City supervisors this week awarded a contract to operate the fixed-route bus system to the Fairfield, Calif., company MV Transportation, which already runs Carson City’s dial-a-ride service.
The company’s bid, the lowest among three, came in at slightly more than $600,000, which is 60 percent less than transportation officials had expected, and budgeted for – although that rate was agreed on before gas prices began to skyrocket in response to destruction and chaos raging in the aftermath of Hurricane Katrina on the U.S. Gulf Coast.
The first bus is scheduled to begin service from the main transfer point, in front of the federal building on Carson Street, at 6:30 a.m. Oct. 3.
The city will survey several gas stations once a month and pay MV Transportation the difference between actual gas prices and prices at the time the contract was made: $2.72 per gallon for unleaded and $3.10 for diesel.
Dulude said a gas price increase of 50 cents a gallon, lasting for the entire year, would result in extra payments of about $25,000. According to that estimate, the new bus system will cost less to operate than city officials had thought, even if gas prices soar past $10 a gallon.
The savings will be kept in the transit fund for maintenance and repair of buses as well as more and possibly bigger buses if ridership dictates a more robust system.

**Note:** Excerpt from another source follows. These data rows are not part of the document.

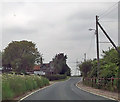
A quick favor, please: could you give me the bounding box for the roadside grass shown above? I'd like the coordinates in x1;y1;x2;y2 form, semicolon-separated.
2;74;49;100
51;76;70;82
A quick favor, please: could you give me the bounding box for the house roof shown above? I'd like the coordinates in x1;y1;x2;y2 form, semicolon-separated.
34;65;40;71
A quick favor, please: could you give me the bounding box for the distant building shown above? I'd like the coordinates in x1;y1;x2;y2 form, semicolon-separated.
34;61;54;75
34;65;45;75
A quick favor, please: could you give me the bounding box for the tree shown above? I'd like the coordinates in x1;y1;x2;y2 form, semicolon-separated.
2;40;41;72
79;60;92;77
53;53;70;75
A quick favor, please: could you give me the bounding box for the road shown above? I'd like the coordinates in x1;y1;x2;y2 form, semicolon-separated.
21;77;117;102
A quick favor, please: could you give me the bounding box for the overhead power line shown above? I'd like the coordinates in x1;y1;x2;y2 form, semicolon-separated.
99;2;118;19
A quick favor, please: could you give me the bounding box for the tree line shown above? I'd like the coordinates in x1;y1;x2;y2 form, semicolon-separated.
1;40;70;74
79;47;120;78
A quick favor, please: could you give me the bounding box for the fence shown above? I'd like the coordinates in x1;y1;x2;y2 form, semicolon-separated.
83;78;120;92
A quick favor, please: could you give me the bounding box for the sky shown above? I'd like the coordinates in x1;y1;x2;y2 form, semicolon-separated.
0;0;118;74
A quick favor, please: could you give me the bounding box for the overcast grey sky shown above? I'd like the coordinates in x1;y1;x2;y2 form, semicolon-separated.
2;1;118;73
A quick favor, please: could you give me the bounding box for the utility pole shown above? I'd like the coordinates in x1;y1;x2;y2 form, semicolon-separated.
95;15;100;77
84;53;86;62
97;16;120;100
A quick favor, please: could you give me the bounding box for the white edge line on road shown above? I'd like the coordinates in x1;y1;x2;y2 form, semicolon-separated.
76;81;120;102
18;78;71;102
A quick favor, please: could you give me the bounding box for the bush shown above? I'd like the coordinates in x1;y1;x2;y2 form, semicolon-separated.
44;74;67;81
2;74;49;100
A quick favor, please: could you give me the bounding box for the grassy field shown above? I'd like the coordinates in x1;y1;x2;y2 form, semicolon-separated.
2;74;49;100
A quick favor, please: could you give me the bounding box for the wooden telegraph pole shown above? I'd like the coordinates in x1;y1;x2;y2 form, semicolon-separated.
95;15;100;78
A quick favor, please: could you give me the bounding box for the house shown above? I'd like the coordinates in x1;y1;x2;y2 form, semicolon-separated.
34;61;54;75
34;65;45;75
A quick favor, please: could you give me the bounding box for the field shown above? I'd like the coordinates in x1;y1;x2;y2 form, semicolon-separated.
2;74;49;100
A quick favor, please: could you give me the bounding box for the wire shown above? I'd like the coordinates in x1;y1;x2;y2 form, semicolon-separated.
100;20;118;22
99;2;118;19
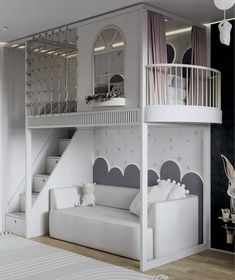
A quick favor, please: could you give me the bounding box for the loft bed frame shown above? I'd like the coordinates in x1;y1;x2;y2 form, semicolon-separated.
6;4;221;271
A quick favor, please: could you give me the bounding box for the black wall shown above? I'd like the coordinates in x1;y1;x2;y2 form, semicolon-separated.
211;21;235;251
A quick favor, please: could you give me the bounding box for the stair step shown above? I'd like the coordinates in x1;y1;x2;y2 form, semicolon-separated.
47;156;61;174
33;174;49;193
19;192;39;212
5;212;26;236
59;139;71;156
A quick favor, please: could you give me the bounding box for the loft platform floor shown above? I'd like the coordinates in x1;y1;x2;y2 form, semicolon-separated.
32;236;235;280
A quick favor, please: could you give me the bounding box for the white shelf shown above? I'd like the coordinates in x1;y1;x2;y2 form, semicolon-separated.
145;105;222;124
89;97;126;108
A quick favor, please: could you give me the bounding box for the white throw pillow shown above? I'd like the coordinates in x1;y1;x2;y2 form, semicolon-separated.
167;183;189;200
81;183;95;207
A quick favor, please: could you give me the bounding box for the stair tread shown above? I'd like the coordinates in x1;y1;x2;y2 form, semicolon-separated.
20;192;39;197
33;173;50;177
47;156;61;158
6;211;25;219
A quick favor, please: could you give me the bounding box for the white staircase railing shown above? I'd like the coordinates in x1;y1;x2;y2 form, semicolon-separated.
146;64;221;109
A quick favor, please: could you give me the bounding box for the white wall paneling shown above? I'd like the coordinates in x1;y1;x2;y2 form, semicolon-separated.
94;125;203;175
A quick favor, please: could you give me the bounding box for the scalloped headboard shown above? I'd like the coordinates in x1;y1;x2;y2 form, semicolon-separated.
93;157;203;244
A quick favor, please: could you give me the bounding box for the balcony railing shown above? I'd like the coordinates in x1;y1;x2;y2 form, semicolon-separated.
146;64;221;109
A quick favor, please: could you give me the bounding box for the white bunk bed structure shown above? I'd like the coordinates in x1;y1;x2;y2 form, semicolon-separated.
5;4;222;270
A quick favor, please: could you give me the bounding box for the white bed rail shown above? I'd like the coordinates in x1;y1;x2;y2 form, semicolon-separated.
146;64;221;109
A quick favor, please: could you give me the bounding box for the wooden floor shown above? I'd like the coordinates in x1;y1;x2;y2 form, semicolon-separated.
33;236;235;280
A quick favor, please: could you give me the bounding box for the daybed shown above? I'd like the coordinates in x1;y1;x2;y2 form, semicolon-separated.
49;185;198;260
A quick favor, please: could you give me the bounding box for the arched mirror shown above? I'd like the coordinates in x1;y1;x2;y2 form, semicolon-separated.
93;27;125;96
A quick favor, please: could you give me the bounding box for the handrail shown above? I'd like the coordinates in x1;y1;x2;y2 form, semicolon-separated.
145;63;221;74
145;63;221;109
7;129;55;205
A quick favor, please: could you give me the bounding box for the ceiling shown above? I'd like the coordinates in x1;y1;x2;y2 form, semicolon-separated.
0;0;234;42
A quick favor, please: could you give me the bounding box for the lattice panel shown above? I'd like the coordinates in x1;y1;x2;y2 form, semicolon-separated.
26;27;77;116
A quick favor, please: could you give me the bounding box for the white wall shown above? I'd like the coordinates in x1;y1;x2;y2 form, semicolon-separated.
77;8;140;111
95;126;203;175
5;49;25;208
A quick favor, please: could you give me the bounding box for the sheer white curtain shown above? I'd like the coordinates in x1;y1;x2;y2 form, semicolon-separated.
189;26;207;106
148;11;167;105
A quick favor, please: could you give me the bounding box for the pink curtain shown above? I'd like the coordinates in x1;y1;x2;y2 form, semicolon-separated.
189;26;207;106
148;11;167;105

Dulude also announced the system will be called JAC, standing for Jump Around Carson, for service in Carson proper, and Jump Around the Counties for routes that stretch outside the city.
A color scheme of green, blue, white and silver will decorate the buses, with a jackrabbit logo.
“It signifies the efficiency of jumping from one point to another easily,” Dulude said.
The color scheme and design of the four buses dedicated to the fixed-route system will vary from two buses to be used solely for the dial-a-ride program, which the city is scaling back, restricting service to the elderly and disabled who need it most.
Dulude said transportation officials chose the bright colors because “we wanted to have something that looked different on the street that could be easily identified and brightly colored to attract attention.”
Of the four routes, two will loop around the densest part of North Carson while one will extend all the way to the northern boundary. The fourth will shoot south to Topsy Lane in Douglas County. Transit officials plan about five stops per mile on the 30-mile system.